In December 2020, Baker signed into law "An Act Relative to Justice, Equity and Accountability in Law Enforcement in the Commonwealth", a bill created in response to Black Lives Matter protests calling for police reform across the country in the wake of the murder of George Floyd and the shooting of Breonna Taylor. He originally hesitated to sign the bill and sent it back to the legislature due to a provision that would create a civilian-led commission on police misconduct (six of its nine members would be civilians), saying, "I do not accept the premise that civilians know best how to train police". He also opposed the bill's ban on facial recognition technology. He signed the bill into law after compromising by limiting facial recognition technology, not banning it altogether.

===LGBT rights===

Baker supports same-sex marriage, stating after the U.S. Supreme Court decided the Obergefell v. Hodges case in June 2015, "I'm pleased the Commonwealth has already recognized same-sex marriages in our state, and with today's Supreme Court decision every American citizen across the nation will have equal protection under the law and the right to marry the person they choose." Although he once opposed the expansion of state anti-discrimination laws to protect transgender individuals in public restrooms, Baker later expressed opposition to a North Carolina law that eliminated such protections and then signed these protections into Massachusetts law on July 8, 2016. A 2018 statewide referendum upheld the law.

In February 2017, Baker criticized the Trump Administration's decision to rescind federal directives to public school districts allowing transgender public school students to use the bathroom of their preference, and the following month, Baker stated that he would not attend the South Boston Saint Patrick's Day parade that month if a gay veteran's group was not allowed to march in the parade.

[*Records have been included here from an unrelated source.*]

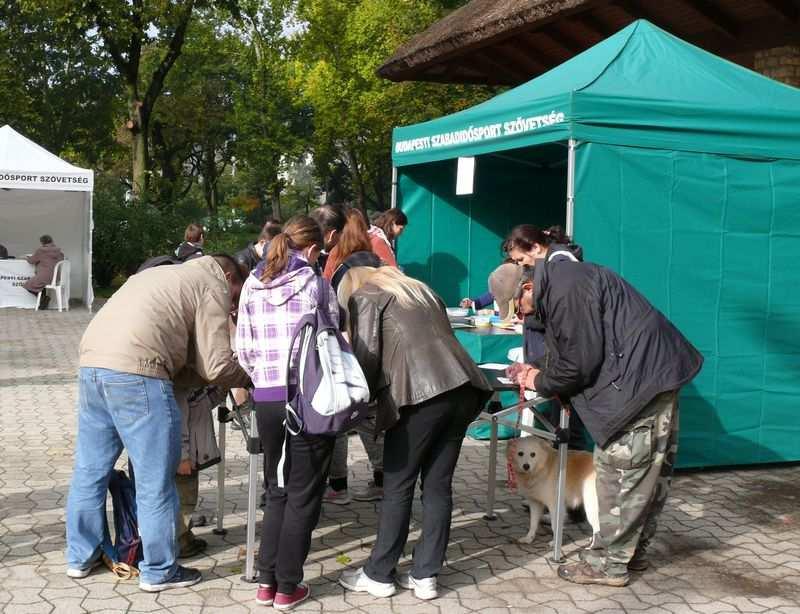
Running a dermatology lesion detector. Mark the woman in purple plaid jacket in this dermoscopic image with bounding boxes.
[236,216,339,610]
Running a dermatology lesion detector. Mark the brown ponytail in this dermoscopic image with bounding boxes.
[261,215,323,282]
[503,224,572,252]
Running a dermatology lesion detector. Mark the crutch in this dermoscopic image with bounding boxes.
[552,403,570,563]
[240,403,261,583]
[214,392,234,535]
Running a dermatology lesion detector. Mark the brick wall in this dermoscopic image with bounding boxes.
[753,46,800,87]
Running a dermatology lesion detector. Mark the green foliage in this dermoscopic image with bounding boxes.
[0,1,121,167]
[92,174,197,286]
[0,0,492,286]
[295,0,491,210]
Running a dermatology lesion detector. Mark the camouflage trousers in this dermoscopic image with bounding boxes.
[581,390,678,575]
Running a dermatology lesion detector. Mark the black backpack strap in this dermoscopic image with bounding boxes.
[317,275,330,317]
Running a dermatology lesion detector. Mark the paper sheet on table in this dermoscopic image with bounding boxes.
[478,362,508,371]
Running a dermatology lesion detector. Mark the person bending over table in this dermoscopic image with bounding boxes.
[23,235,64,309]
[514,255,703,586]
[66,254,250,592]
[504,224,591,450]
[338,266,492,599]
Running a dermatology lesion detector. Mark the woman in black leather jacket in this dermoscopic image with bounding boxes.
[338,267,491,599]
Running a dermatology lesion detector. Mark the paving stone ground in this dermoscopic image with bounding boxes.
[0,309,800,614]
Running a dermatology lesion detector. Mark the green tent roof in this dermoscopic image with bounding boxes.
[392,20,800,166]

In October 2018, Baker gave the keynote speech at a fundraiser for the Log Cabin Republicans in Washington, D.C., and in the same month, Baker made a personal donation to the campaign for the 2018 ballot initiative to uphold the transgender protections law he signed in July 2016. In April 2019, Baker signed into law a bill banning conversion therapy for LGBT minors.

===Opioid epidemic===

In February 2015, Baker announced the formation of a working group to write a report formulating a statewide strategy to address the opioid epidemic in Massachusetts, which was released in June 2015. In the same month of the report's release, the Massachusetts Department of Public Health began a public awareness campaign on opioid addiction, and Baker announced a $34.5 million proposal following the working group's recommendations that included a $5.8 million program to move civil commitments for substance abuse from state prisons to state hospitals operated by the Massachusetts Executive Office of Health and Human Services, with Baker himself saying, "Opioid addiction is a health care issue that knows no boundaries across age, race, class or demographics."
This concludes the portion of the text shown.